Miss Fanny indulged Rusty in his play. She tied a spool to a piece of string and fastened it to her rocking chair arm. This toy amused him no end. A friend of Miss Fanny brought him two catnip mice and he promptly chewed both the head and the tail off one. He liked to reach up and catch at Miss Fanny's arms when she sat in her chair and sometimes, he would scratch her slightly. Then she would slap at him, all in fun and the game would be on. Finally with a little rumble he'd run off and set down by the stove, both ears laid flat to his head. He had a special cushion in a chair he slept on at night in Miss Fanny's bedroom. If in the middle of the night he wished to go outside, he'd jump down and manage in some way to awaken her. Then she'd get up and turn him out. In the early morning he'd be at the front window which she'd raise enough for him to come in.
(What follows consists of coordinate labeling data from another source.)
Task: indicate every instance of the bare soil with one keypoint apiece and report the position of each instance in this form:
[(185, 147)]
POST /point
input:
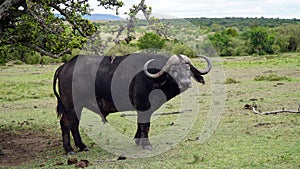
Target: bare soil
[(24, 146)]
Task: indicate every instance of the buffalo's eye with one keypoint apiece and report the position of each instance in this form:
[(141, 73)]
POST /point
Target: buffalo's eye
[(188, 66)]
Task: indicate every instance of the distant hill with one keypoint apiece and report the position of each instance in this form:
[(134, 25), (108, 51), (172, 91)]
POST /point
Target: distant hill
[(102, 17), (99, 17)]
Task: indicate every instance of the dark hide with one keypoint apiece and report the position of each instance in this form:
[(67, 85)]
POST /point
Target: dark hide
[(105, 86)]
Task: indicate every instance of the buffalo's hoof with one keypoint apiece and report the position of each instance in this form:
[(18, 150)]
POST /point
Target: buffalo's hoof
[(71, 153), (84, 149), (137, 141)]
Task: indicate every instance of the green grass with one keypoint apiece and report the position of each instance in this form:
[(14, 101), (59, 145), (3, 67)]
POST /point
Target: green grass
[(238, 142), (272, 77)]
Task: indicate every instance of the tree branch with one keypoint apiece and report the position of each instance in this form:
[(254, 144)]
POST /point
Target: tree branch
[(42, 51), (6, 5)]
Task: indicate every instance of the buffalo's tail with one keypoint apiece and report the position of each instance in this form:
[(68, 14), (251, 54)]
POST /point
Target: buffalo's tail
[(60, 107)]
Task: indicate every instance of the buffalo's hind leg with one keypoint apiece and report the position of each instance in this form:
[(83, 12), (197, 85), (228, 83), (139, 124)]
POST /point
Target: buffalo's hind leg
[(69, 122), (141, 136), (65, 128)]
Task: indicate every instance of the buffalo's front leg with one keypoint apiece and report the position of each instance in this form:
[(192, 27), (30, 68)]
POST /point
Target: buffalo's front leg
[(143, 127), (65, 128), (77, 137)]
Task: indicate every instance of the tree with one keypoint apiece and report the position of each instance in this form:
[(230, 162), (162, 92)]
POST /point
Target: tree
[(31, 25), (151, 41), (260, 40)]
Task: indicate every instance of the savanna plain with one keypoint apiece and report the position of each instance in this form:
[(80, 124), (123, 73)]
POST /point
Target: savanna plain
[(30, 135)]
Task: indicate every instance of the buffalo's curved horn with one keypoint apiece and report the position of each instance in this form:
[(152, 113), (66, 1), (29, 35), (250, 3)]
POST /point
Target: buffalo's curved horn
[(209, 65), (171, 60)]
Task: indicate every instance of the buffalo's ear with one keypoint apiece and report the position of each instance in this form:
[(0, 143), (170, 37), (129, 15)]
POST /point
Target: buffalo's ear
[(197, 75)]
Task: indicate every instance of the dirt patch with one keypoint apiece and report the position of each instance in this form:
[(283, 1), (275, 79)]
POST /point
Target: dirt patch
[(24, 146)]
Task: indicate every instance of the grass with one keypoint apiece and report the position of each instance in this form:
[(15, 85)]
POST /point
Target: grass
[(238, 142), (272, 77)]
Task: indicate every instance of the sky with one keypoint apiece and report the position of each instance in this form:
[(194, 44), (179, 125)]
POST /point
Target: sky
[(287, 9)]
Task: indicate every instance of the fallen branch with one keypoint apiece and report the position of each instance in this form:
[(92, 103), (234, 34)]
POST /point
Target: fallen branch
[(254, 107), (159, 114)]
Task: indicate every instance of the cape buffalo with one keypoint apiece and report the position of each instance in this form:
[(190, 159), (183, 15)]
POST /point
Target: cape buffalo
[(140, 82)]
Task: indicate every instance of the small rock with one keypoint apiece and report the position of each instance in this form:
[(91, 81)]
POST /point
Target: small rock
[(121, 157), (72, 160), (59, 163), (42, 165), (82, 164)]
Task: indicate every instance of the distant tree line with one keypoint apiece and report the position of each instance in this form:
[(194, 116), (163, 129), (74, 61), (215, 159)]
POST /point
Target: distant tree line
[(256, 40), (247, 36)]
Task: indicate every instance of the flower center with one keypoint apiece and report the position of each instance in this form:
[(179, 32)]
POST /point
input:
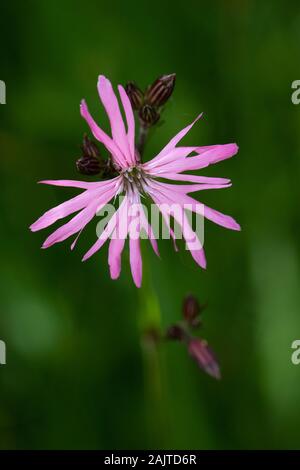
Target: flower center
[(134, 178)]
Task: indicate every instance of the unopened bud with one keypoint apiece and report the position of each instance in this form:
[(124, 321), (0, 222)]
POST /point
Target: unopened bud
[(89, 148), (191, 310), (135, 95), (175, 332), (160, 91), (204, 356), (148, 116), (88, 166)]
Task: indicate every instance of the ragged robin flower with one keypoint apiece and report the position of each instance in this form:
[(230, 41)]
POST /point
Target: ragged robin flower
[(134, 180)]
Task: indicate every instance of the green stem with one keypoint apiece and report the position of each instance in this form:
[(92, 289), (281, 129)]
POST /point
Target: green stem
[(143, 133), (150, 328)]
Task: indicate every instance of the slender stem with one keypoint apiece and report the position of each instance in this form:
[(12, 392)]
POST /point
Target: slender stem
[(143, 133), (150, 328)]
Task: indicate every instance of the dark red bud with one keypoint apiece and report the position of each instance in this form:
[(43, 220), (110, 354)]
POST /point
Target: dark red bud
[(175, 332), (88, 166), (148, 116), (204, 356), (160, 91), (135, 95), (89, 148), (190, 308)]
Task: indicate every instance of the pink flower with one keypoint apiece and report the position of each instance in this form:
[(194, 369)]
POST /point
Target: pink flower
[(135, 179)]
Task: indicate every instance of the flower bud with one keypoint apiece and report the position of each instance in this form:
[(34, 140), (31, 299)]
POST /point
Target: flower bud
[(89, 148), (88, 166), (135, 95), (190, 308), (148, 116), (160, 91), (204, 356), (175, 332)]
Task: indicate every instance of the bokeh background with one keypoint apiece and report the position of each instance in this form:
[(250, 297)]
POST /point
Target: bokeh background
[(77, 376)]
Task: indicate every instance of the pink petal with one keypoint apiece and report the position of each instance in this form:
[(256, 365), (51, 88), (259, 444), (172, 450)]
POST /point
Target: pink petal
[(221, 219), (111, 105), (135, 260), (189, 188), (173, 142), (183, 199), (116, 247), (75, 204), (117, 216), (192, 178), (177, 154), (100, 135), (130, 122), (78, 222), (192, 241), (210, 157)]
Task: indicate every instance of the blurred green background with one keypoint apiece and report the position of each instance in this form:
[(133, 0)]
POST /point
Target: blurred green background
[(76, 376)]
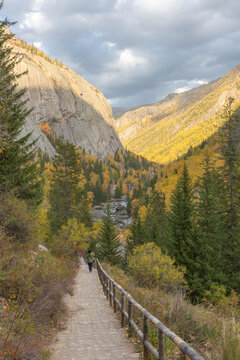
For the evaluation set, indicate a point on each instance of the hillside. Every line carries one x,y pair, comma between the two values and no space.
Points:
65,103
165,131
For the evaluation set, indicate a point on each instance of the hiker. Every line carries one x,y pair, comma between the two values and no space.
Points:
90,259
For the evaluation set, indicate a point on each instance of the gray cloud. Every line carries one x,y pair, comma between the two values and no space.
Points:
135,51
They were happy those two. The neighbors all knew how much the little cat meant to Miss Fanny. Her aunt worked in town and came to see her about every week, remarked, "I declare, I don't know what Fanny would do if anything happened to that cat, she's so wrapped up in him." "I pray the good Lord to take care of little Rusty for Fanny's sake." Time passed and Rusty and Miss Fanny were thoroughly happy and each one dependent on the other. Each knew the other extremely well by now. Miss Fanny thought Rusty understood every word she said to him and indeed it sometimes appeared that he did.

The days of the mange were so far in the past that even Miss Fanny seldom thought of them. When Spring came again, she ran across the old half used tube of mange medicine. "I'll throw this old stuff away." she thought. Then a playful idea entered her head. She'd have a little fun first. She'd see Rusty's reaction to the medicine. Could the cat possibly remember after all this time. She called him and he came. She unscrewed the cap and held the tube close to his nose. The result was far beyond Miss Fanny's expectations. With a wild "meow!", Rusty leaped away and ran as fast as he could, his feet skittering across the linoleum. He didn't stop until he had hidden himself in Miss Fanny's closet, the door to which happened to be open. She looked and looked and called and called, but she didn't find him. At last, she gave up. That was before noon.

He didn't come for lunch, and it was when she was washing the supper dishes that Miss Fanny, hearing a small noise, looked around and saw a very scared little animal crouched low to the floor, slinking toward the food dish by the stove. "Well," said Miss Fanny aloud, "I don't think an elephant has anything on you Rusty." Later she added with an indulgent chuckle, "Maybe, you knew you didn't have the mange and thought I was a big enough sap to believe you did."